Natascha MEHLER / Ronny WEßLING / Anita SOOS / Klaus SCHINDL / Kathi HANSI / Maria RÖCKLINGER / Melanie JURITSCH / Melanie SINDELAR
(Universität Wien, Austria)

Abstract: In summer 2010, a part of the old Matzleinsdorf cemetery in Vienna was subject of a rescue excavation. The cemetery, in use from 1784 to 1879, was one out of five situated outside the cities ramparts which Emperor Joseph II founded as part of his attempts to reform the death care industry in his realm. The excavations revealed a number of high status graves indicated by elaborate metal coffins and brick-lined graves, as well as poor burials and even mass graves or bone deposits. 66 single graves and 3 shaft graves were excavated which contained the remains of ca. 205 individuals. In total, ca. 0,91 % of the total cemetery area was investigated.

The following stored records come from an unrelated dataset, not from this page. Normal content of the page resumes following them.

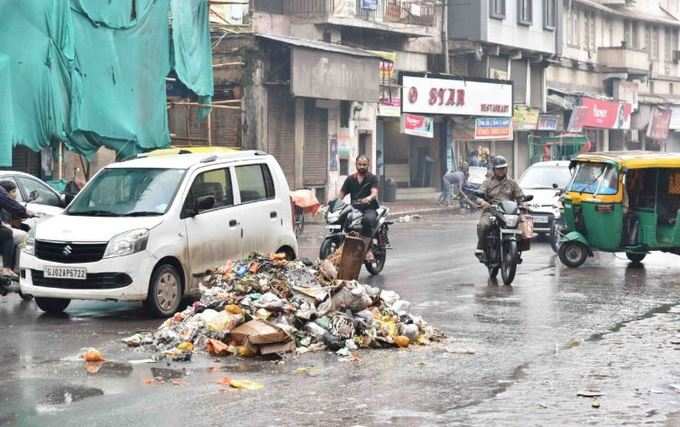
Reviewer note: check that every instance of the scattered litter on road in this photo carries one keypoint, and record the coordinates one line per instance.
(589, 393)
(92, 355)
(268, 305)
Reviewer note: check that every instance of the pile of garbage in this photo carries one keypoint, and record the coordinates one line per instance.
(268, 305)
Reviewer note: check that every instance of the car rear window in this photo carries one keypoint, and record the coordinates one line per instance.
(255, 183)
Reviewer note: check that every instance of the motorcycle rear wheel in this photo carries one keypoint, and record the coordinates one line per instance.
(509, 257)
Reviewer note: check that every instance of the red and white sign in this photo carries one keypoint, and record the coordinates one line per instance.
(659, 123)
(605, 114)
(422, 126)
(456, 97)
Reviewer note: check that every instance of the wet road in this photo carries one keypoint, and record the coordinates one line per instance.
(515, 355)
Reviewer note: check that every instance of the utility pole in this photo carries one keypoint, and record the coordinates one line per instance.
(445, 36)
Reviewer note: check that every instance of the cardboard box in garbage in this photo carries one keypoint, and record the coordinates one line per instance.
(259, 332)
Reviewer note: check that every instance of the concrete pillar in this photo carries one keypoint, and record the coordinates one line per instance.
(299, 142)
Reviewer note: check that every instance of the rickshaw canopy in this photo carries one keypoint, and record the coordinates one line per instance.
(632, 159)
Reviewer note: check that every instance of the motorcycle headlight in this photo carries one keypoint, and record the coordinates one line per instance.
(127, 243)
(29, 244)
(511, 220)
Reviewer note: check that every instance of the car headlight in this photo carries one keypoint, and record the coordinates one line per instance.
(511, 220)
(127, 243)
(29, 244)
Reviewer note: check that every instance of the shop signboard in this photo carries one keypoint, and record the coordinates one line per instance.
(675, 119)
(369, 4)
(422, 126)
(493, 128)
(389, 107)
(525, 118)
(606, 114)
(456, 97)
(659, 124)
(549, 122)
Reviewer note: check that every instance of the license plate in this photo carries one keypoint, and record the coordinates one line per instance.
(541, 219)
(75, 273)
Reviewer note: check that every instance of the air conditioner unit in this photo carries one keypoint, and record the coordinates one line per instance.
(676, 56)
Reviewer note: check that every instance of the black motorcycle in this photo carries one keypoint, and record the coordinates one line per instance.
(343, 219)
(504, 243)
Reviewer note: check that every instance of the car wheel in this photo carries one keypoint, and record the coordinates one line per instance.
(52, 305)
(165, 291)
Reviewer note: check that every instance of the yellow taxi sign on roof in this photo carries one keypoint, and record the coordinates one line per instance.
(203, 149)
(634, 159)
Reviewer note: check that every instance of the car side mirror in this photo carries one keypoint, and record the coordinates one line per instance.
(204, 203)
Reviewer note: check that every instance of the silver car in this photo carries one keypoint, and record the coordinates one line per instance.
(544, 180)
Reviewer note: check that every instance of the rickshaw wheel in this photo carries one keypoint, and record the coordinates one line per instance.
(635, 258)
(573, 254)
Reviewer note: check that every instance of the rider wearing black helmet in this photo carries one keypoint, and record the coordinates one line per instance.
(496, 188)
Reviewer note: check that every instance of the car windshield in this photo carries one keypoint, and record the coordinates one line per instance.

The paper presents the results of the excavation and analysis of the written documents and maps preserved in the archives of Vienna. With the help of the cemeteries death registers it was possible to identify all individuals by name, occupation, sex and age, a result without comparison in Europe (to the best of our knowledge). The paper focuses on a discussion of the social status of the deceased as detected through burial architecture, material culture, the positioning of the burials within the cemetery and the written evidence.